L’avis du « Monde » – à voir

Anniversaire oblige, les résurgences cinématographiques de Mai 68 fleurissent. Inédits, recyclés, cachés, retravaillés, synthétisés, restaurés, tout fait ventre. C’est de bonne politique, mais tout n’est pas nécessairement digne d’être retenu. Le meilleur film sur 68, les cinéphiles le connaissant bien, c’est une femme qui hurle qu’elle ne retournera pas travailler, cela dure neuf minutes, et cela s’appelle La Reprise du travail aux usines Wonder. On en reparlera à l’occasion de la reprise de l’également magnifique Reprise, d’Hervé Leroux, film qui part à la recherche de cette déchirante ouvrière ­devenue une sorte de mythe du cinéma militant.
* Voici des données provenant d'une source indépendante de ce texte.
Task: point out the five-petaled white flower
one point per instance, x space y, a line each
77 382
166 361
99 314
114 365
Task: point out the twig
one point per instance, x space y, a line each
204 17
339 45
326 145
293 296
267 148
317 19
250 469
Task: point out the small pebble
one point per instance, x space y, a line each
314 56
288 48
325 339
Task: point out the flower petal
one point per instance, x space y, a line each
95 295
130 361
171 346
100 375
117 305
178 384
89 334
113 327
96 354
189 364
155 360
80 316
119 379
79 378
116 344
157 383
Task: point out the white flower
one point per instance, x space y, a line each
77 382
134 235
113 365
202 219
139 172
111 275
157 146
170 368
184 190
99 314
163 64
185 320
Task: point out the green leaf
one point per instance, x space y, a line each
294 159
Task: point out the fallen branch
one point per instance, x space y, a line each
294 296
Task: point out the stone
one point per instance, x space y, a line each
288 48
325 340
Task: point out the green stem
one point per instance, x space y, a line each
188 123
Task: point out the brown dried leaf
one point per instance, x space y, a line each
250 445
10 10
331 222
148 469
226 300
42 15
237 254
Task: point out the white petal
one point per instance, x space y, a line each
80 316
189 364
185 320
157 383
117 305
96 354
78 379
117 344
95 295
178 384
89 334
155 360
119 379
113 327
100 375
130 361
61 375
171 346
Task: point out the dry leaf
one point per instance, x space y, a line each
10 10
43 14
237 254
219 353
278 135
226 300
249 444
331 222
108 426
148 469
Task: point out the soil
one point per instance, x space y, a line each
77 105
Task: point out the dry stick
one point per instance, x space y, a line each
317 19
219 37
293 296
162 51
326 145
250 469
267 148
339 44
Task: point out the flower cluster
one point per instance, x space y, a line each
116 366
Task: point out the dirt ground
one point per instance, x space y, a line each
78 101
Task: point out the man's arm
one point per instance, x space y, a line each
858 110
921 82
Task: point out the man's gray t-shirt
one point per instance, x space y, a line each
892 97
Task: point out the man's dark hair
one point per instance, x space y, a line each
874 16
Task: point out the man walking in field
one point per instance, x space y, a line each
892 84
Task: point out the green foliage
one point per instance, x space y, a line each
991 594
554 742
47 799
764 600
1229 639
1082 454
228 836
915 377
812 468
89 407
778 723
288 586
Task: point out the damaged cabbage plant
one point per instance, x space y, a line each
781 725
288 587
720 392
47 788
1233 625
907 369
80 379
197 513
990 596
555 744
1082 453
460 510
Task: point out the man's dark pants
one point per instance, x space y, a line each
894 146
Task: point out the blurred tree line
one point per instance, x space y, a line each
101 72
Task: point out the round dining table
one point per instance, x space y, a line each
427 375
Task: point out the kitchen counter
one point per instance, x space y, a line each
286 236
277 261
Le film a été présenté à la première édition de la Quinzaine des réalisateurs, en 1969, à Cannes

En attendant, on a aimé Mai 68, la belle ouvrage, un film de Jean-Luc Magneron réalisé dans le feu des événements, présenté à la première édition de la Quinzaine des réalisateurs, en 1969, à Cannes, et qui sort toutes affaires cessantes. L’auteur est un globe-trotteur ­culturel. Il filme dans les années 1960 des cérémonies rituelles ou des enquêtes sociologiques en ­Laponie, chez les Indiens Navajo, en Haute-Guinée, au Dahomey, au Cameroun. Il s’intéresse par ailleurs autant à la poésie arabe qu’au kung-fu. Cet esprit ouvert et insatiablement curieux plonge au sein de la mêlée de 68 et en rapporte des images édifiantes, qui montrent, entre jets de grenades et barricades enflammées, la brutalité des confrontations.

Ces images forment une petite partie de la matière de son film, constitué pour l’essentiel de témoignages portant accusation, avec une précision difficilement réfutable, de l’utilisation délibérée et systématique des violences policières. Tel est le seul sujet du film de Jean-Luc Magneron, qui lui confère l’avantage, par rapport à beaucoup d’autres, d’un point de vue réellement documenté sur les événements.

Eclatant cynisme

Ouvert sur une intervention télévisuelle de Charles de Gaulle, en date du 7 juin 1968, durant laquelle le président de la République se félicite du sens de la mesure des forces de police face aux manifestants, le film est une réfutation de deux heures au terme de laquelle ce propos paraît d’un éclatant cynisme.

La litanie des témoignages – un peu répétitive, il faut le reconnaître – est néanmoins édifiante. Journalistes, médecins, étudiants, passants, résidents du Quartier latin unissent ici leurs voix pour décrire ce qui relève d’un scandale moral et d’une faillite de l’Etat de droit. Utili­sation de gaz asphyxiants, tirs de grenades à jet tendu, matraquage de gens à terre, tabassage de ­passants, cassage de gueule obligatoire par les « comités ­d’accueil » des commissariats, coups dans les parties génitales, viols de femmes, humiliations permanentes, cheveux scalpés au couteau, insultes haineuses, hom­mes ­déchaînés échappant à l’autorité des gradés, traitement spécial des étrangers… on en passe et des meilleures. Tout cela naturellement et soigneusement entretenu et couvert par l’Etat-Léviathan, parfaite incarnation de la monstruosité nécessaire, selon Thomas Hobbes, au bon ­gouvernement des peuples. A l’heure où, en France, les escadrons de CRS s’invitent de nouveau dans les enceintes universitaires pour y faire le ménage, la vision d’un tel film invite à une méditation sur l’évolution de notre société.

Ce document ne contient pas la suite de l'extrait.